The values of k, p, t, w, and bias for binary interchange formats are listed on the following table:

pastedImage_1.png

You can find more information on the following link:

http://ieeexplore.ieee.org/stamp/stamp.jsp?tp=&arnumber=4610935

Please let me know if this helps or if you have any question.

Best Regards,

Carlos Mendoza

Technical Support Engineer

-----------------------------------------------------------------------------------------------------------------------

Note: If this post answers your question, please click the Correct Answer button. Thank you!

-----------------------------------------------------------------------------------------------------------------------

0 Kudos

877 Views
jscott
Contributor II

Hi Carlos,

Thank you for the information, but I’m afraid I still don’t see the problem.

In the example I gave with 0x3E 3C E7 B6 97 E0 10 B6, the binary representation is 64 bits long:

00111110 00111100 11100111 10110110 10010111 11100000 00010000 10110110

Where,

The sign is 1 bit long:

0

The exponent (w) is 11 bits long (995 decimal, below the maximum of 1023):

01111100011

And the significand (t) is indeed 52 bits long:

1100111001111011011010010111111000000001000010110110

As far as I can tell, this is a completely valid double precision value according to the references you provided. An online converter here confirms:

http://www.binaryconvert.com/result_double.html?hexadecimal=3E3CE7B697E010B6

Interestingly enough, if you plug the truncated value 0x3e3ce7b697e01000 into this converter, it generates a number very close to the 6.72999…E-9 shown above. But the KDS debugger (GDB PEMicro Interface) shows 4.4847141003722793e+018. You should be able to replicate this very easily with the project I provided.

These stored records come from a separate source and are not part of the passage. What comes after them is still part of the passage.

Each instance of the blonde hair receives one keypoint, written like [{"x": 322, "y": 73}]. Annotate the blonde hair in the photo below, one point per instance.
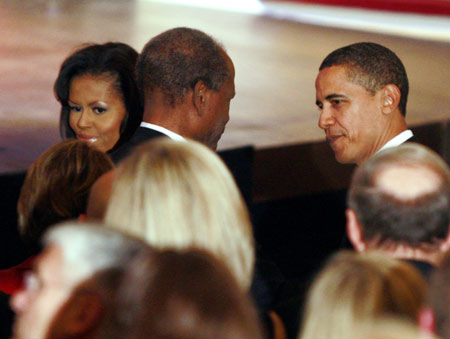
[
  {"x": 354, "y": 288},
  {"x": 388, "y": 328},
  {"x": 181, "y": 195}
]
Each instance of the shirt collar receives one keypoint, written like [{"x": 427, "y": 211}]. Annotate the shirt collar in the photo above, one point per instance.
[
  {"x": 397, "y": 140},
  {"x": 165, "y": 131}
]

If, as it appears, the fields are indeed the correct length and within range, why does the debugger show such a different value?

Thank you,

Jonathan

877 Views
jscott
Contributor II

I found the problem, and it had more to do with endianness than anything else.  If I store the double in flash as [b4..b7][b0..b3], then just do an 8-byte memcopy to RAM, everything works.

877 Views
jscott
Contributor II

Hi Carlos,

Sure, I can share it with Freescale.  Please see the attached.  The brute force attempt to convert a value is on line 62 of init.c.

Thank you,

Jonathan

0 Kudos